By Michilea Patterson, The Mercury
Boyertown and Pottstown residents can win money for playing in the dirt with the 5th annual Home Garden Contest.
First place winners of the growing competition can get up to $200. There are also cash prizes for second place, third place and honorable mentions. This year’s contest includes six categories with options for children, adults, flowers, vegetables, small spaces and big yards. Both experienced gardeners and beginners are encouraged to compete.
“It’s for everyone,” said Tracy Purdy, president of the Pottstown Mosaic Community Land Trust board of directors and a member on the contest committee.
Purdy said those new to gardening shouldn’t be afraid to enter and encourages them to give it a try. She said not everybody that won last year expected to but were pleasantly surprised. Those that register for the contest have the option of requesting a gardening mentor to answer any questions they may have about growing.
The Home Garden Contest is free to enter and the deadline is June 16. Residents can fill out an electronic form on the website at HomeGardenContest.com. Printed registration forms are available at the Building a Better Boyertown office, the Pottstown Mosaic Community Land Trust office and the Pottstown Area Health & Wellness Foundation. The Boyertown office is located at 3 E. Philadelphia Avenue, the Pottstown Mosaic office is located at 10 S. Hanover St. and the foundation is located in Pottstown at 152 E. High St. on the fifth floor.

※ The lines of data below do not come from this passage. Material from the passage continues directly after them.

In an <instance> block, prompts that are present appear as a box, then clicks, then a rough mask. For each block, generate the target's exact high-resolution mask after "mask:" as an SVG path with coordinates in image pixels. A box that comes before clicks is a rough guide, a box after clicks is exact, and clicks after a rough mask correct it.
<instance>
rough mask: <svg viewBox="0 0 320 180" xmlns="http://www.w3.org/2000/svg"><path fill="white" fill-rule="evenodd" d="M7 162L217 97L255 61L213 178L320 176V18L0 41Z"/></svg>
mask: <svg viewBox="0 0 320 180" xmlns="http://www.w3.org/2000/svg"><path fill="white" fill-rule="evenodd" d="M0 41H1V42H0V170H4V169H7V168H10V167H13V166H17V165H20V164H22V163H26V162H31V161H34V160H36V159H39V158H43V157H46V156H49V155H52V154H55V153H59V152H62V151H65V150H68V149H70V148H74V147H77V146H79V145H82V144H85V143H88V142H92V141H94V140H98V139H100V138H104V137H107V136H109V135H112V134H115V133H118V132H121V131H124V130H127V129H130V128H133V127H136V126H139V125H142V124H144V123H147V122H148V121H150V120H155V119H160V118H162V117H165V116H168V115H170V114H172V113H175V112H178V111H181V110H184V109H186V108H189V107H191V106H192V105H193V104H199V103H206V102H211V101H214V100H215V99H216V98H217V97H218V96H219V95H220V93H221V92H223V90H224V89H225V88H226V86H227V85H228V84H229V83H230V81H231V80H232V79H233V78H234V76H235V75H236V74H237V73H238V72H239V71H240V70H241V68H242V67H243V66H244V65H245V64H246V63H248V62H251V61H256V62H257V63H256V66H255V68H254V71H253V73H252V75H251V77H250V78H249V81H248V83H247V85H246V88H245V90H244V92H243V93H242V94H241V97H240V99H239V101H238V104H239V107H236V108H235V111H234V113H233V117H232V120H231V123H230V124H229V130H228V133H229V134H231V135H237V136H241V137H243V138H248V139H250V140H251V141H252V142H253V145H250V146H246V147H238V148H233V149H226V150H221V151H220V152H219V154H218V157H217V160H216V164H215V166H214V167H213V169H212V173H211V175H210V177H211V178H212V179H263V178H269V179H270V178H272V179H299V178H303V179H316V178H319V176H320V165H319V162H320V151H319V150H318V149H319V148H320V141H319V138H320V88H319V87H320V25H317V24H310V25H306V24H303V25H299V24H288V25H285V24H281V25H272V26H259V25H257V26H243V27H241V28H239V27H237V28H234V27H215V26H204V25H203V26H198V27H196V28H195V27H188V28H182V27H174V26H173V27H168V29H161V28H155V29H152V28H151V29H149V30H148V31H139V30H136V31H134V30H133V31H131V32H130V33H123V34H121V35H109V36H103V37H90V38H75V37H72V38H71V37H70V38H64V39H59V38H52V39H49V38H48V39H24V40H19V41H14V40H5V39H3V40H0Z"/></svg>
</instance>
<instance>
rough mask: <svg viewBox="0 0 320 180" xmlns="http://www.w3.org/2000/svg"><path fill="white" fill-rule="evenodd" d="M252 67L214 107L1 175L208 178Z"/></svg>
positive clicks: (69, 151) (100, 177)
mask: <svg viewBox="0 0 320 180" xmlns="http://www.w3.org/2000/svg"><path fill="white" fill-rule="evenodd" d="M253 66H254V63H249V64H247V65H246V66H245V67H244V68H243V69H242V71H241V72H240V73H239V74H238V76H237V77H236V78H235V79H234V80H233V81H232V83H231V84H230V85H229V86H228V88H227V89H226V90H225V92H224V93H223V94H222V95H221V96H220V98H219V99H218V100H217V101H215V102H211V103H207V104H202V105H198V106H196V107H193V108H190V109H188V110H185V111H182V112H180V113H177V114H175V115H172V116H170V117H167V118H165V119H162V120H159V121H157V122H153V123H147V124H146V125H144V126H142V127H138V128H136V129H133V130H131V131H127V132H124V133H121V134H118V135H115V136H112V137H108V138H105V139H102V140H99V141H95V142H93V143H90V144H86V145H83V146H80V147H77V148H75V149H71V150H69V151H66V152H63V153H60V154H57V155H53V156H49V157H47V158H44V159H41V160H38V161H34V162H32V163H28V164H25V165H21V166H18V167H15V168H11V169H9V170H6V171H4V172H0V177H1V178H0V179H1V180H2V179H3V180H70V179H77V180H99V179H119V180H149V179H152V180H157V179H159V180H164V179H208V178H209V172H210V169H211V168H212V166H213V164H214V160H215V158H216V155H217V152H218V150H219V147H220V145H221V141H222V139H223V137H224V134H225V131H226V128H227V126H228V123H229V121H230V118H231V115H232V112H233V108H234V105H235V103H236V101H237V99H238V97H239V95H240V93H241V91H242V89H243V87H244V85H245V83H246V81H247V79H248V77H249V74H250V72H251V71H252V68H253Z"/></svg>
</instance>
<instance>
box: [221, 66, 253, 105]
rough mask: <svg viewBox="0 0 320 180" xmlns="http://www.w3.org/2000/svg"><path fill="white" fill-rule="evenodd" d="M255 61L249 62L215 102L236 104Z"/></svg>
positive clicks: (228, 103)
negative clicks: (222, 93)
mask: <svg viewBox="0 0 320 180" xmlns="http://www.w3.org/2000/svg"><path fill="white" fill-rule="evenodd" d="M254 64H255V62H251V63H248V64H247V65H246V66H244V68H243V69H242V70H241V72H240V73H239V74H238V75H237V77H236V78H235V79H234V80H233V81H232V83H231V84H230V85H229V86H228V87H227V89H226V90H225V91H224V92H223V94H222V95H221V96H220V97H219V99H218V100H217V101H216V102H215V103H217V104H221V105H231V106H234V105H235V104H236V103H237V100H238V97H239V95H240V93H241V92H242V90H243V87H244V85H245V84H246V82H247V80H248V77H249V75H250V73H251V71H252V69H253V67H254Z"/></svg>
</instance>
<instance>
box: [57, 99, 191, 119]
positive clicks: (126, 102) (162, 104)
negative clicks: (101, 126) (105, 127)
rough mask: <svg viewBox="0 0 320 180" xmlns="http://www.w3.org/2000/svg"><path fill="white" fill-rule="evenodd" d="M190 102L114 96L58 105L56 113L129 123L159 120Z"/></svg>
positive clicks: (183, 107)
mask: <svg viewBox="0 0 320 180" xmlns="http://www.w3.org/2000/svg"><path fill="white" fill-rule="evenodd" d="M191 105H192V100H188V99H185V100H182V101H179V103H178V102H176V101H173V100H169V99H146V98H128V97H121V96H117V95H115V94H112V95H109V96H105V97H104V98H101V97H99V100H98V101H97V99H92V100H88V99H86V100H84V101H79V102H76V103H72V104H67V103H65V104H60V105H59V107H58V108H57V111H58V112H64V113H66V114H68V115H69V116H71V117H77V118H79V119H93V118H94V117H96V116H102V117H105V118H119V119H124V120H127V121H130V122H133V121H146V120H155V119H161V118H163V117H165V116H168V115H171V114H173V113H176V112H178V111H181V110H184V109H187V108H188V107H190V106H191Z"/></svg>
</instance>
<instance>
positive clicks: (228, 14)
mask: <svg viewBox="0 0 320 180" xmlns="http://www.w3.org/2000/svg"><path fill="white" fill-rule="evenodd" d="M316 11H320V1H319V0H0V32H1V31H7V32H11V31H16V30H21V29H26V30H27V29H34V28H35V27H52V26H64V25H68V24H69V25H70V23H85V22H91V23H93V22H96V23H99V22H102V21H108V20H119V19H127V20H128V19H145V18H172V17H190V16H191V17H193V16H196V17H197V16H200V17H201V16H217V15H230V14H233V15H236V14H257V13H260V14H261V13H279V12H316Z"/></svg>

The growing event is open to residents of the boroughs of Pottstown and Boyertown. Last year, the contest was expanded into Boyertown making it the borough’s first official gardening contest. Adrianne Blank, main street manager of Building a Better Boyertown, said bringing the home garden contest to the borough motivated businesses in the area to start a planter awards.
“We’re kind of riding this momentum of beatification and greening,” she said. “We’re really excited to be part of this garden contest.”
Blank said she encourages Boyertown residents to enter the contest whether they have small gardens or bigger ones. She said gardeners in the borough take pride in what they grow and it would be nice if they were recognized through the contest.
Boyertown and Pottstown entries will have separate judging but there will be a joint awards ceremony. Each of the six garden categories will have winners from both boroughs. There’s $5,500 available in cash prizes between the two municipalities.
Kathryn Endy, of Boyertown, won first place last year in the grocery garden category taking home $200 for her display of vegetables.
“I’ve been gardening since I was nine,” Endy said adding that she continued the healthy activity when she became an adult.
She said all the produce she grows sustains her family throughout the year including during the winter by freezing items.
“I rarely buy vegetables because everything I grow, we eat,” Endy said.
Endy’s garden last year included cabbage, peppers, strawberries, eggplants, tomatoes, herbs and so much more. She said another benefit of growing her own food is that she uses organic methods without chemicals.
“Pretty much everything that my daughter and I consume, I know where it came from and I love that,” Endy said.
Endy said she enjoyed entering the Home Garden Contest and the awards ceremony allowed her to connect with others that had a shared interest.
“It’s a wonderful experience being able to meet other gardeners who are just as passionate about growing,” she said.
Ron Richael, of Pottstown, won first place last year in the bees and butterfly category taking home
$200 as well.
“I chased butterflies when I was a kid,” Richael said adding that it was a favorite pastime of his on the 40-acre farm he grew up on in western Pennsylvania.
Last year, Richael entered his 24-year-old butterfly garden which is full of native plants that attract pollinators. He said the interesting thing about gardening is that you continue to learn something knew which is why he enjoyed meeting other growers as part of the Home Garden Contest. Richael said growing is a challenge but an enjoyable one.
Penn State Extension master gardener Gretchen Lea said gardening isn’t an exact science especially since there are so many factors that can affect that’s year’s crops.
“If it doesn’t work, it’s not your fault and you’ll always learn from it,” she said. “Nothing ventured, nothing gained.”
Lea, who is also a Boyertown representative on the contest committee, sends out weekly “Master Gardner Monday” tips that can be found on the garden contest website. She said the tips are for those just starting out and don’t necessarily know all the dos and don’ts of growing yet.
“They’re just sort of tips to give you a better chance of success,” Lea said.
Lea said gardening is a great activity to begin because it has both mental and physical benefits. She said the healthy activity helps keep people focused and it’s peaceful to be out in nature. She added that growing helps to keep her fit as well and improves her balance.
“It’s all the lifting, the twisting and using your hands,” Lea said.
In addition to these benefits, she said gardening is just a great “common factor” for many people, no matter their background.
“I just encourage people to get their hands dirty,” Lea said.
The Home Garden Contest is made possible through a collaboration between Building a Better Boyertown and the Mosaic Community Land Trust as well as the main sponsor, the Pottstown Area Health & Wellness Foundation.